Hence the need for pole climbing and CTTC can fill a need with the training.

That has Thomas excited as CTTC continues to expand the offerings to residents in its district.

“And we’re also finding a way to benefit the largest employer in our district,” he said.

Callaham sees a great reduction in time and cost, as well as an increase of safety in the near future for Pioneer.

But Pioneer is also taking advantage of the present.

CTTC has begun classes to help drivers earn their commercial driver’s license (CDL).

Previously, Pioneer was sending employees to a sixweek class in Oklahoma City to obtain their CDL, but now CTTC is offering a 28-day course that started this month.

Half of the students taking the current round of classes - being held at CTTC’s new CDL training site in Watonga - are Pioneer employees.

“We wanted to support a local CareerTech over a trucking company,” Callaham said, “so it was a win-win.”

Other classes at CTTC are hopefully set to start mid-fall, according to Thomas.

Both Thomas and Craig believe though that up to two years could be needed to complete the classes.

This is due in part to Pioneer’s large amount of employees.

“Some of those training classes you can maybe only put in 10 at a time,” Craig explained, “so you’re talking about multiple classes over multiple weeks, indoor, outdoor, so it will take a year’s time to get all of this.”

Also adding to the time frame is ordering, receiving and erecting the poles on the CTTC campus, which will also require it to “do some dirt work,” Thomas said.

This is the one expense the CareerTech will not be reimbursed for, unlike the rest of the projects, which will be funded through the grant.

To make all the purchases and implement classes, CTTC has a strict timeline.

All the training classes and projects must be encumbered no later than Dec. 31, 2024, and all of the grant money must be expended by Aug. 1, 2026.

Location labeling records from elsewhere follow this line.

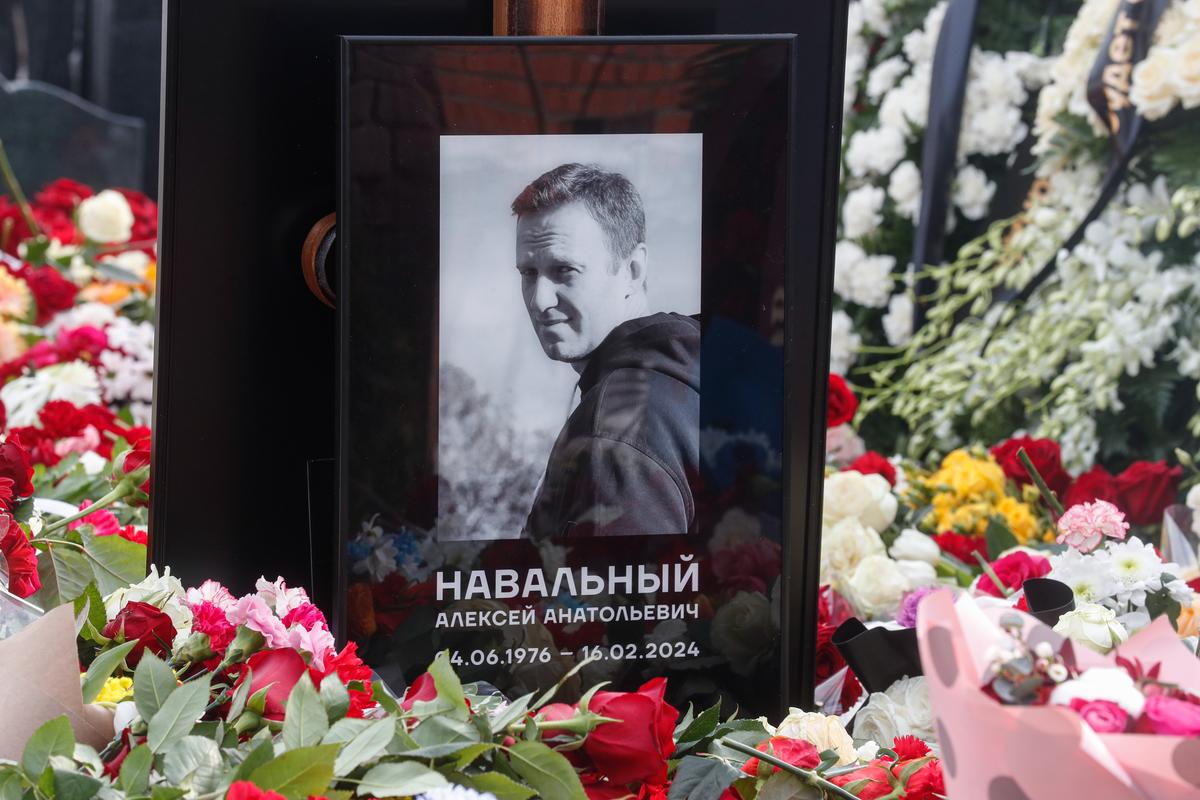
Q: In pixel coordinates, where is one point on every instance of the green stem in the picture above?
(18, 196)
(1047, 494)
(808, 775)
(121, 489)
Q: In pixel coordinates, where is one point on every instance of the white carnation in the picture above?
(106, 217)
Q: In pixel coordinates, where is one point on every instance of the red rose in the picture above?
(796, 752)
(1047, 458)
(15, 465)
(873, 463)
(1013, 571)
(841, 404)
(247, 791)
(637, 747)
(1146, 488)
(961, 547)
(52, 292)
(751, 566)
(421, 689)
(22, 558)
(143, 623)
(1096, 483)
(280, 669)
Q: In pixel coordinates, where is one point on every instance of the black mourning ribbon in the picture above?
(1128, 40)
(880, 656)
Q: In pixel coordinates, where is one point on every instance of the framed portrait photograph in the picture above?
(544, 247)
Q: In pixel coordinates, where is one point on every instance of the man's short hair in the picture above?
(609, 197)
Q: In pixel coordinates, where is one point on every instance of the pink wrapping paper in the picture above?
(1002, 752)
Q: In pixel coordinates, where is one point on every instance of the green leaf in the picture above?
(366, 745)
(335, 697)
(304, 716)
(547, 771)
(135, 775)
(999, 537)
(153, 684)
(178, 714)
(298, 773)
(400, 779)
(702, 779)
(499, 785)
(186, 757)
(117, 561)
(54, 738)
(101, 669)
(70, 785)
(448, 685)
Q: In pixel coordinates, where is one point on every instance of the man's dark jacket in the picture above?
(622, 464)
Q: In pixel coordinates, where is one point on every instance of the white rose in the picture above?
(904, 188)
(1111, 684)
(867, 498)
(844, 343)
(106, 217)
(972, 192)
(1153, 91)
(823, 732)
(861, 211)
(875, 150)
(844, 545)
(879, 720)
(915, 546)
(876, 587)
(744, 631)
(1187, 71)
(898, 320)
(1093, 626)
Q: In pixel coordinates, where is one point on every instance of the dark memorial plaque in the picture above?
(580, 372)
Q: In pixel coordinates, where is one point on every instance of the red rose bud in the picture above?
(149, 626)
(1146, 488)
(637, 747)
(1044, 455)
(841, 404)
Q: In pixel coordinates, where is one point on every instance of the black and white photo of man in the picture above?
(624, 459)
(569, 397)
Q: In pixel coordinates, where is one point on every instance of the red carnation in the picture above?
(637, 747)
(22, 558)
(796, 752)
(52, 292)
(145, 624)
(1146, 488)
(1013, 571)
(1045, 456)
(15, 465)
(841, 404)
(873, 463)
(961, 546)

So time is of importance, but both Thomas and Craig assured that they are on the set timeline.

They already have the money divided as half will go toward purchasing equipment and the other half toward training.

With this strategy in place, the only difficulty is the investment of time, which the CTTC sees as no true hardship.

“By the end of this, we’ll have invested probably three years of time for this money,” Thomas said.

“But for us, it was pretty easy to just pursue this on the behalf of Pioneer Telephone.”